A Palm By Any Other Name

Even though I live across the river from Big Ben and the Boys I tend to forget my religious feast days other than Christmas. Oh I know I post a saint-a-day but that's from a fun little website that reminds me that today is San Gontrano or at least it would be if it hadn't been displaced by a greater feast.

This morning as I trundled through the Galleria in Milano towards the Metro I noticed people carrying bundles of olive branches tied with ribbons. If the bells that began sounding at 0730 hadn't been enough to remind me then those little bundles did the trick - today is Palm Sunday. The day when tradition tells us Christ road into Jerusalem on a donkey to the welcoming cries of the populace who spread palm leaves before him.

Despite what the Italians call it palms are not much in evidence here - except those carried by the clergy in procession. The congregation gets blessed olive branches. Why olive branches and not palms? I'm not really sure - but according to the GB's article in Italian Notebook it may just be that that olive trees are more plentiful? I know that back in my church going days in Toronto we always had full palm fronds for the clergy and choir and small palm crosses for the congregation.
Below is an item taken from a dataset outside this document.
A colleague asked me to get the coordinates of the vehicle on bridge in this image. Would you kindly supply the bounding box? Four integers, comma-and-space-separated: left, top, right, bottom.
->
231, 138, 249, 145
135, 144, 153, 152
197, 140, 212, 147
And in Poland colourful artificial palms are made of woven husks entwined with dried flowers and carried in procession. In some cases the fronds carried in procession are over 30 meters high. Our housekeeper Christine would always bring us blessed palms like the ones on the right.

In villages in Germany and, as I discovered on my visit to the Medieval and Renaissance galleries at the V&A, England it was not uncommon to have a figure of Christ on a donkey carried or wheeled in procession. Often the procession would wend its way through several villages with the figure being handed over to each village in turn until it ended back in its home parish.

This example of the wood carvers art from the Bode Museum in Berlin was created in the Lower Rhine Valley. It was probably brightly painted when it first appeared in procession in the late 1400s.

28 marzo - Domenica delle Palme

1 comment:

sageweb said...

wow Olive branches seem weird..how do you braid them or make little crosses out of them during church?